Bacula-users

Re: [Bacula-users] Extremely Slow Performance on VMware

2012-10-03 13:26:26
Subject: Re: [Bacula-users] Extremely Slow Performance on VMware
From: Rodrigo Abrantes Antunes <rodrigoantunes AT pelotas.ifsul.edu DOT br>
To: bacula-users AT lists.sourceforge DOT net
Date: Wed, 03 Oct 2012 14:22:25 -0300

Citando Geert Stappers <Geert.Stappers AT vanadgroup DOT com>:

Op 20120928 om 20:38 schreef Rodrigo Abrantes Antunes:

Citando Rodrigo Abrantes Antunes <rodrigoantunes AT pelotas.ifsul.edu DOT br>:
Citando Geert Stappers <Geert.Stappers AT vanadgroup DOT com>:
Rodrigo Abrantes Antunes:
> > Director: 5.0.1-1ubuntu1
> > Storage: 5.0.1-1ubuntu1
> > FD: 5.0.1-1ubuntu1 (some clients have lower version)
> > Database: mysqI
> > OS: Ubuntu 10.04.4 x64 Server
> > FC Storage 4 GBits/s.
> > All my network is Gigabit Ethernet.
>
> Yes, and how is the further design?
>
> In others words: The provided list can read as
> One physical computer with fibre channel disk hosts all the VMs.
} One physical computer, with fibre channel disk, hosts all the VMs.
> If it is so, then tell so. Otherwise eloborate the setup, the design.
>
> Back to
>
> > During a backup I can see bacula-sd using 100% cpu,
>
> And where did you see the "100%"? ( Which tool was used to read that
> performance valule? )
>
> I would like to see the output of
>
>     vmstat 2 5
>
> during non-back-up-time and also the output of
>
>     vmstat 2 5
>
> during back-up-time. Thing I'm interrested in, are the CPU columns.
> Especial the colums "system" and "wait".
>
> <screenshot>
> $ vmstat 2 3
> procs -----------memory---------- ---swap-- -----io---- -system-- ----cpu----
> r  b   swpd   free   buff  cache   si   so    bi    bo   in   cs us sy id wa
> 0  0   6712  11360 192584 159120    0    0     5     4    6   11  5  6 90  0
> 0  0   6712  11344 192584 159120    0    0     0     0   67  342  7 15 79  0
> 0  0   6712  11344 192584 159120    0    0     0     0   65  340  8 14 78  0
> </screenshot>
>
>
> And to avoid an extra e-mail exchange:
> I'm asking for 2 to the power 3, so 8 measurements.
>
> So 2 moments (during backup or outside backup)
> on 2 Bacula compoments ( storage deamon and file deamon ) on the VMs
> on 2 physical hosts.
>
> Yes, that means that I assume the VMware hosts have a 'vmstat' command.
> That is because I'm not familair with VMware, I'm from the Xen world :-)

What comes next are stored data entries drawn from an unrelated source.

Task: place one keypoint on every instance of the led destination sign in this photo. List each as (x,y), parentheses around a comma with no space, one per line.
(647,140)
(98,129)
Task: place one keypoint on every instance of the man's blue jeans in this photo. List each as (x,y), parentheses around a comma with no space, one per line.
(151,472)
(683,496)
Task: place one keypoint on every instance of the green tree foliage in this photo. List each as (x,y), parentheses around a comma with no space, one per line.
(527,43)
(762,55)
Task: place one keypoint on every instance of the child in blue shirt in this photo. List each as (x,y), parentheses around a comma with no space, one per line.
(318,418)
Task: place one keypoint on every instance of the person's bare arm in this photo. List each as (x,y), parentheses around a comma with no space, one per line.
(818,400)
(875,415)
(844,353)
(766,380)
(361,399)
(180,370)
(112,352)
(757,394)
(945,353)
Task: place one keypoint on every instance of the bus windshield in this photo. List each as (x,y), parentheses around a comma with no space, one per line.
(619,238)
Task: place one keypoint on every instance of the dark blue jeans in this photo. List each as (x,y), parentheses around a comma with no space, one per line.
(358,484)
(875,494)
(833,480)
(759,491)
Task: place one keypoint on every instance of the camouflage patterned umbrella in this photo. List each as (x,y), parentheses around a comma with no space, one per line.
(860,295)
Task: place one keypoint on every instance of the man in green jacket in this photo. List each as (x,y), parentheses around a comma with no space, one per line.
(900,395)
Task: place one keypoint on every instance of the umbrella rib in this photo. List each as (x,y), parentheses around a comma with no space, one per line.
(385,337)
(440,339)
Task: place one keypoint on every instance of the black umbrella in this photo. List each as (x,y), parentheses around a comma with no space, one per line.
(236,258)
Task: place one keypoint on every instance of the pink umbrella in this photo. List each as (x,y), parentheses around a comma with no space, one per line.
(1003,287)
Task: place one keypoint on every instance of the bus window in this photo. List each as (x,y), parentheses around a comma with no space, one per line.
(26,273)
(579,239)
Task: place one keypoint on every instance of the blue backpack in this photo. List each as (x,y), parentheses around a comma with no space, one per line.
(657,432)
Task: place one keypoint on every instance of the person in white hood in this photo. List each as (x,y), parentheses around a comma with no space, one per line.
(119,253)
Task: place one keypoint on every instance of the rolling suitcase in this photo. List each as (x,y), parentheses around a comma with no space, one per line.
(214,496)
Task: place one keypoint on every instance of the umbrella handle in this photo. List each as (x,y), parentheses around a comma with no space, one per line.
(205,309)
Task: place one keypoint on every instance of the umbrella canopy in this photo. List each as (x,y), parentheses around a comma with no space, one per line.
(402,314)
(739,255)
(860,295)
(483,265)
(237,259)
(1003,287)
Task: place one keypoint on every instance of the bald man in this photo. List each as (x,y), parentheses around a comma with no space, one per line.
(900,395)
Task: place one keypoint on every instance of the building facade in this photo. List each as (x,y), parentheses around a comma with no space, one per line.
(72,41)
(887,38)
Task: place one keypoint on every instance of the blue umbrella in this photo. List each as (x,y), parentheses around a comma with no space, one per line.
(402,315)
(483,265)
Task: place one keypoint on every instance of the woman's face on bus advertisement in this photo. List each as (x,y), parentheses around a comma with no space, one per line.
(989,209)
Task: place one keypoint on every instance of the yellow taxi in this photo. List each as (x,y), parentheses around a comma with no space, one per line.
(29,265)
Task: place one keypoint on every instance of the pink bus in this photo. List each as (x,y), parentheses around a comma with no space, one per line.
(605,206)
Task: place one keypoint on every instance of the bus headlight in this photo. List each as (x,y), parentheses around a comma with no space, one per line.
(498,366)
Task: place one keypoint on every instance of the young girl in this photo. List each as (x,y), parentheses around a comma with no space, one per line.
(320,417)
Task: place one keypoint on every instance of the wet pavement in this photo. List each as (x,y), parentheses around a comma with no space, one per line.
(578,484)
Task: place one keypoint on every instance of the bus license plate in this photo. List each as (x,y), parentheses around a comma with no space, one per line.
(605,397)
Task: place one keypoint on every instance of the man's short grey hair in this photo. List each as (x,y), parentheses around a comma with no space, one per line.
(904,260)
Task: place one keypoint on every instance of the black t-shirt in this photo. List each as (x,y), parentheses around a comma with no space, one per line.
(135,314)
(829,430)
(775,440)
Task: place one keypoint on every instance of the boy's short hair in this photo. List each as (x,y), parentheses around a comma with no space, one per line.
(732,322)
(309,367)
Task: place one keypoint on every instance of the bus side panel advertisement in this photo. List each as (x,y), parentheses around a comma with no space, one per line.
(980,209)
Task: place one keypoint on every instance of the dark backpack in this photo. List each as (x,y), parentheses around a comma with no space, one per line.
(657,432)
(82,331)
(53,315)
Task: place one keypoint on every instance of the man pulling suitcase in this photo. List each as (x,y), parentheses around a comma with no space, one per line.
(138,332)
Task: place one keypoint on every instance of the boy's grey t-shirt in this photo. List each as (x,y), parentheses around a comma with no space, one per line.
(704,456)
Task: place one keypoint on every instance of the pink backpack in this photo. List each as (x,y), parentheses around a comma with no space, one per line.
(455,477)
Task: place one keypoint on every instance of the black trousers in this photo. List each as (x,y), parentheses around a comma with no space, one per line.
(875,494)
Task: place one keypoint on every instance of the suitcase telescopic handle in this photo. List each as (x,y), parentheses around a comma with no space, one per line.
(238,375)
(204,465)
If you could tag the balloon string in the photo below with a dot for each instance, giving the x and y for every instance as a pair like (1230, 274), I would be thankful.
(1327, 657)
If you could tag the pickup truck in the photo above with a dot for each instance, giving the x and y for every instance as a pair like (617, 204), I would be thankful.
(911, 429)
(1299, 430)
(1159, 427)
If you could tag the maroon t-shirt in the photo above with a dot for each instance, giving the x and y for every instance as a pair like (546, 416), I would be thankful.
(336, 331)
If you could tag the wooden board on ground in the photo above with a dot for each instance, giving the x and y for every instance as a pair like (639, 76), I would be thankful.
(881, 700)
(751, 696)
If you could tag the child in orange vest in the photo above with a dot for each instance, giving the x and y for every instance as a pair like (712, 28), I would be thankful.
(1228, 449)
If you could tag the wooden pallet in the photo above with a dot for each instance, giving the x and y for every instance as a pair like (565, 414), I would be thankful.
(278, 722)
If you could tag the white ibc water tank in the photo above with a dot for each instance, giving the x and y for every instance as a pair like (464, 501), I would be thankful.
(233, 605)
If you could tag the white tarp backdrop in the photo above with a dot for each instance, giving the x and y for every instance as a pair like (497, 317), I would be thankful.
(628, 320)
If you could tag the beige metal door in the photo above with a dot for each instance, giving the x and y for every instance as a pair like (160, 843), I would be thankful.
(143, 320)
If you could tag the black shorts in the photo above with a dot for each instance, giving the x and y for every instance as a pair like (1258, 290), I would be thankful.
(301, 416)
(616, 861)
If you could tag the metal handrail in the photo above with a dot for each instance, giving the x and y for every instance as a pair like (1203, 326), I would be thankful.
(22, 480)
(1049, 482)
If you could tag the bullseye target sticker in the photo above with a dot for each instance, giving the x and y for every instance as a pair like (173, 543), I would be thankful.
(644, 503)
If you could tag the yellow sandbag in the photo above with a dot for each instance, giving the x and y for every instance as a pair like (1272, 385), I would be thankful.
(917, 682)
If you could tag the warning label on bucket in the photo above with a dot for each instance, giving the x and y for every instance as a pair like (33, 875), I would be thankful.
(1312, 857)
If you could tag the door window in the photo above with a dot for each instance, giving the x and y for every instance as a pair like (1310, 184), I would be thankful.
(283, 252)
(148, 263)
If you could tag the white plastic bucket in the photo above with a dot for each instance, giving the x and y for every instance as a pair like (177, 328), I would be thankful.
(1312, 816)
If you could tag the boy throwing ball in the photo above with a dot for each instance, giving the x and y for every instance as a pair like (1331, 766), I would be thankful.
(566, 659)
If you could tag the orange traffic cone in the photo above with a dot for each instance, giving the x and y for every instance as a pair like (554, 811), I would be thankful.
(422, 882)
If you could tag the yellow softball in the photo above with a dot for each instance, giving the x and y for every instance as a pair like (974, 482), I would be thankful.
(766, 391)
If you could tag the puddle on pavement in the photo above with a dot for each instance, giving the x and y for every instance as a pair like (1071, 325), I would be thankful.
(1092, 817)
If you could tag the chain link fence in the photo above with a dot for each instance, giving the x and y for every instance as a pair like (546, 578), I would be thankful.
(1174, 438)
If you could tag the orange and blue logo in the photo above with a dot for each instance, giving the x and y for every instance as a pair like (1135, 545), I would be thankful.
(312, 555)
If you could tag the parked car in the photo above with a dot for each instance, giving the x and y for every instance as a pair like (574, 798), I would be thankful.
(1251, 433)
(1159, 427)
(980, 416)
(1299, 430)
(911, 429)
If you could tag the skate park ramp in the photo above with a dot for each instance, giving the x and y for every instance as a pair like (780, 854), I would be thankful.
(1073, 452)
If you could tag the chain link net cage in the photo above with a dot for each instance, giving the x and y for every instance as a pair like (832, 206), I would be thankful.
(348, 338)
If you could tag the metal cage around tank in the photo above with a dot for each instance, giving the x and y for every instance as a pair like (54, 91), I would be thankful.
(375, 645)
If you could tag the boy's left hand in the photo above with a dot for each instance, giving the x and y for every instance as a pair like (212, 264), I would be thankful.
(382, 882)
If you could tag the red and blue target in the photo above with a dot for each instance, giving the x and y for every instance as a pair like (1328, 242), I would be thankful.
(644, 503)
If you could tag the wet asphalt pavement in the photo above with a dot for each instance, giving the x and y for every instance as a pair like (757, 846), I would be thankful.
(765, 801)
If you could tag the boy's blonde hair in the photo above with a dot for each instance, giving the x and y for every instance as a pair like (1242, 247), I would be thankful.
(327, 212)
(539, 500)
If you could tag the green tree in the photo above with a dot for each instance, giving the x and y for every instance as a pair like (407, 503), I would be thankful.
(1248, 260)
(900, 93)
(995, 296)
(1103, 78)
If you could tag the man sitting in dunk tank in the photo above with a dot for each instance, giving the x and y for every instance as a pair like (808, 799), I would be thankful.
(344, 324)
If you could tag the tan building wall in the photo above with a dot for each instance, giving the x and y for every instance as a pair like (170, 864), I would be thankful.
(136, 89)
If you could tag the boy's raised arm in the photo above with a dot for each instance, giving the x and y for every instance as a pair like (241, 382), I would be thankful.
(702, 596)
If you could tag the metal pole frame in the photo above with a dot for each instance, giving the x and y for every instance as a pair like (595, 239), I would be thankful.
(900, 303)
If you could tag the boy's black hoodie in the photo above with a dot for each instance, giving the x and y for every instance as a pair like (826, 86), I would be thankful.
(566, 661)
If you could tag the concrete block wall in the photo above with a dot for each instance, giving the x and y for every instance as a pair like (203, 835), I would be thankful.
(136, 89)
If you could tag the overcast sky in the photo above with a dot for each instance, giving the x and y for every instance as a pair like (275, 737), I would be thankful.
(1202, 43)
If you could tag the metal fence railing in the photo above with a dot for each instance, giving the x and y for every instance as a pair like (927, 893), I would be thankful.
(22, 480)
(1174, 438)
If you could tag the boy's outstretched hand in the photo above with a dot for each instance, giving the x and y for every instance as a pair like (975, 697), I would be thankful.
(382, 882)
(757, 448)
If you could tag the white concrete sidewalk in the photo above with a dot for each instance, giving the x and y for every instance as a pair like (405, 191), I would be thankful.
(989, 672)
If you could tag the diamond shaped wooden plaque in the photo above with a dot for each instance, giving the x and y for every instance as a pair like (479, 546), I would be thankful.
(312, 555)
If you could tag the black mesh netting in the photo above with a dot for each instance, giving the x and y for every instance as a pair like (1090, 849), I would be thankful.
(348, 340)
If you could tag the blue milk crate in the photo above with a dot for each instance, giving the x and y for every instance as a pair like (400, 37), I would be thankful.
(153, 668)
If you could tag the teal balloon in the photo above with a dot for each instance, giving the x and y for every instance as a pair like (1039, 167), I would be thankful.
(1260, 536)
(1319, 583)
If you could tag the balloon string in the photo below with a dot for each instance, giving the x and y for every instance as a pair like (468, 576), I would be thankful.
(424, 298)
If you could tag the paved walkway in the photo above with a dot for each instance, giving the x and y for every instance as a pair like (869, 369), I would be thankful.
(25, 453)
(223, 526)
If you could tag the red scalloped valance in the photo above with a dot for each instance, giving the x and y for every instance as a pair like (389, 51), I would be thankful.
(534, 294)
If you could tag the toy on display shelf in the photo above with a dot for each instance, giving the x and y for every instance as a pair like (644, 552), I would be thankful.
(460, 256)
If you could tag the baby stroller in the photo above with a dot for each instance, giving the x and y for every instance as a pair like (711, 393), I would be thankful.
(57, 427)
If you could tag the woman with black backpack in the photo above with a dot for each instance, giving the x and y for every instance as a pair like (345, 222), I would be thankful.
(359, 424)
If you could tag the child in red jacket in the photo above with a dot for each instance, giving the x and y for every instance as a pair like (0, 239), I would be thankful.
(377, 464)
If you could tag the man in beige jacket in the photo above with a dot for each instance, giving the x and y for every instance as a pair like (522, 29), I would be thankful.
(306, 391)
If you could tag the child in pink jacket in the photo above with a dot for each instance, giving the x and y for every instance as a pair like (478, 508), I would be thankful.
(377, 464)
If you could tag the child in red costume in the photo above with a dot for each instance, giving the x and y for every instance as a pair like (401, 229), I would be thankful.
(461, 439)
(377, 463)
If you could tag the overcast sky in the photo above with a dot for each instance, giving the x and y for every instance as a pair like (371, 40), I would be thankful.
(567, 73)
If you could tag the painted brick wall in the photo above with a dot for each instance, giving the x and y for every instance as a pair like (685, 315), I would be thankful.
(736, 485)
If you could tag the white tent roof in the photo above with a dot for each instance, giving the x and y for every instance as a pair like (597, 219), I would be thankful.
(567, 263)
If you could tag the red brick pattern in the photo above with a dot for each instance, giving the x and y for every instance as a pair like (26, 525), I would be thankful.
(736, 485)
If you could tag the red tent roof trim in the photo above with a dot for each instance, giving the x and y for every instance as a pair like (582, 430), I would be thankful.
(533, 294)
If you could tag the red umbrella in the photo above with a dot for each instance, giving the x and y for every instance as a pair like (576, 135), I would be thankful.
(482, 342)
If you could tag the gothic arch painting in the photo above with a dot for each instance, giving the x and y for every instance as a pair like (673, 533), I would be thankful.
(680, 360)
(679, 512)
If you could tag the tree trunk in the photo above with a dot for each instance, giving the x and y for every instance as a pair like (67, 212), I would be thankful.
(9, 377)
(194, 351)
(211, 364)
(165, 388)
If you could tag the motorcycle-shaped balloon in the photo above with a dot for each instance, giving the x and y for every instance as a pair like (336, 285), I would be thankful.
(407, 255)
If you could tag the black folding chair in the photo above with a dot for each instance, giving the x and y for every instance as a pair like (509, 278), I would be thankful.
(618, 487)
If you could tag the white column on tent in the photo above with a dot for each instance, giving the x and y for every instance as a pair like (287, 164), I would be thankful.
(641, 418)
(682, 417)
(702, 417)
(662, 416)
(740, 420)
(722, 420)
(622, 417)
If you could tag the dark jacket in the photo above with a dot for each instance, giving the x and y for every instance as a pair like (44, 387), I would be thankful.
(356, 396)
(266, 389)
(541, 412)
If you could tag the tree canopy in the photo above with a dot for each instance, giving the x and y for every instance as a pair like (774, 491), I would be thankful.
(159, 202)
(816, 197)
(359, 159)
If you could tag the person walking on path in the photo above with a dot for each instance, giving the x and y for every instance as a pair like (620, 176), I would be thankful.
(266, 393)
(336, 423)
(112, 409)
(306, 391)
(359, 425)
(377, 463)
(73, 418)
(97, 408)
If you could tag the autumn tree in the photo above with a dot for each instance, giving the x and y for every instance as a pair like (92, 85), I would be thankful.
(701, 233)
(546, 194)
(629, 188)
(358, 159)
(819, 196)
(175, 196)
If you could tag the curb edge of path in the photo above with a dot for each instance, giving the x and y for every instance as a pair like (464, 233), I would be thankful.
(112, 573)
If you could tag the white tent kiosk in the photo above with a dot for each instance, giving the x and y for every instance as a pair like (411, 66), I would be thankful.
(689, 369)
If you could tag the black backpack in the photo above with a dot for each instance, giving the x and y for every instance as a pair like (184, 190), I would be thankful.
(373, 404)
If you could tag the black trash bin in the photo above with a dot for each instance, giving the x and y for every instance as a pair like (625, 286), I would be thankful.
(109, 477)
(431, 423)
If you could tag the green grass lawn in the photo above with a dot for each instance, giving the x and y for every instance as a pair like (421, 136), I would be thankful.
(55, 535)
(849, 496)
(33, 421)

I have a physical machine that is a Vmware ESX node wich hosts only one vm,
the one with bacula-director, bacula-sd and bacula-fd (called
bacula-server), this vm has an RDM with the fibre channel storage where the
volumes partition is mounted. Then I have all my clients (some are physycal
machines and others are vms in other ESX nodes) with bacula-fd that are
backed up. When I manually run a job to backup one of these clients in
bacula-server I can see (with the command htop) that bacula-sd is using
100% of the cpu, I also noted that the backup starts at around 4MB/s and

What I see for the 'htop' over here, is that there seen to be information
in the color of cpu usage.

It would interresting to see how 100% CPU usage is divide in system, user
and I/O wait.

after some time it is around 300KB/s. If I simple send the same files to be
backed up with scp for example the transfer goes around 100MB/s. The vms
don't have vmstat, I use linux own commands.

AFAIK is 'vmstat' default installed on every Linux and Unix system.

One thing I noted now, in the vm htop says that 100% cpu is used and actually
the machine is very slow when backing up so I think this value is accurate but
in VSphere Client in the performance chart it says that the vm is using only
400Mhz of the 5000Mhz that were allocated, but the node cpu usage is low so I
don't know why it isn't aloccating more MHZ to the bacula-server.

How VMware allocates CPU cycles to VMs is beyond my current knowledge
(and off-topic on the bacula user mailinglist )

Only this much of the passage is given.